Each county has about 5 & sometimes more freq's per county. I realize the KSICS primary control channels - control the network & the other freq's seem to carry the Tx's but I wasn't sure if the alternate control channels would do anything else like carry Tx's or just sit quietly & be ready to take control should the primary give out...



I noticed one frequency, that's neither a primary or a secondary, seems to always remain silent... Is it just a backup for system failure in Tx's or overflow safety?



I'm new to all this - bear with me.


All channels should be able to carry voice traffic, except for the control channel. The control channel, primary or secondary, is sending the data the radios use to know when and which channel to go to when there is voice traffic on the talk group they are affiliated to. With out that data the radio can not know when or what channel to tune to to hear a voice call.
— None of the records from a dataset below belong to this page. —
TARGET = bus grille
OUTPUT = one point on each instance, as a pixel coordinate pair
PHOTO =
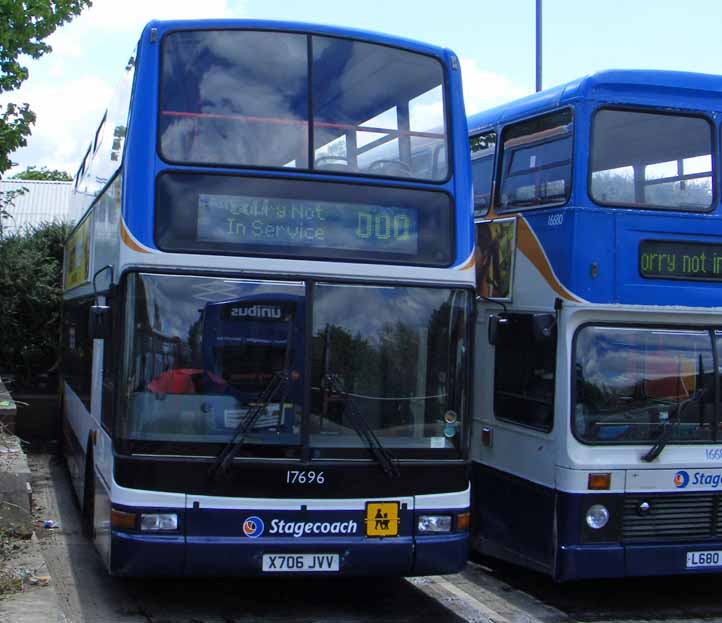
(675, 517)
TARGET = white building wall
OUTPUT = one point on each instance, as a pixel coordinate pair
(41, 202)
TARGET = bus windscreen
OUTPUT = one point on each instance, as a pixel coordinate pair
(297, 101)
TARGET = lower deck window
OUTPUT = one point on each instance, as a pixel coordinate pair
(524, 374)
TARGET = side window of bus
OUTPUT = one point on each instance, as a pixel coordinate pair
(483, 148)
(655, 160)
(536, 162)
(77, 348)
(524, 365)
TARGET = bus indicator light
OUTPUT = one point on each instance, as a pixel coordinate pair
(599, 482)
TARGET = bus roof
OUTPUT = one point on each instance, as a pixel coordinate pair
(301, 27)
(632, 86)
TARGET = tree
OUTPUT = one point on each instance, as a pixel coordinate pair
(43, 173)
(24, 24)
(30, 299)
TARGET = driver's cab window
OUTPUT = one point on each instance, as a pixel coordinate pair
(524, 365)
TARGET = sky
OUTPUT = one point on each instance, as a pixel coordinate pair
(69, 88)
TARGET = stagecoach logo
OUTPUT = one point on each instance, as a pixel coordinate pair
(256, 311)
(253, 527)
(681, 479)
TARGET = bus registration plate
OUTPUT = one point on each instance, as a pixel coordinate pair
(305, 563)
(704, 559)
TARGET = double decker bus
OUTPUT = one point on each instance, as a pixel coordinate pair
(596, 445)
(267, 306)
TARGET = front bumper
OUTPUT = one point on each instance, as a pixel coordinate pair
(141, 555)
(578, 562)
When the users radio is not actively transmitting or receiving on a talk group it sits and listens to the active control channel until the talk group it is affiliated to becomes active, once a voice call is set up, the subscriber radio is told which channel to tune to, and then goes to the channel for the duration of the call, once over it returns to the control channel.

looking at the RR database you see red primary and blue alternate control channels, what these are, is occasionally (once a day/week/12hrs./what ever the engineer/system admin chooses) the site will switch to one of the alternate Control channels. This is to give the primary control channel a 'rest' from being keyed down 24/7. When it switches it should be to one of these alternate frequencies.

While the control channel is on an alternate (blue)frequency, if the site gets loaded with lots of voice traffic, it will use the 'primary control' channel as a voice channel as well so that users do not get bonks.

The one channel that remains always silent probably means that the engineers did their home work, and designed the site to have more than enough capacity for the coverage area of the site.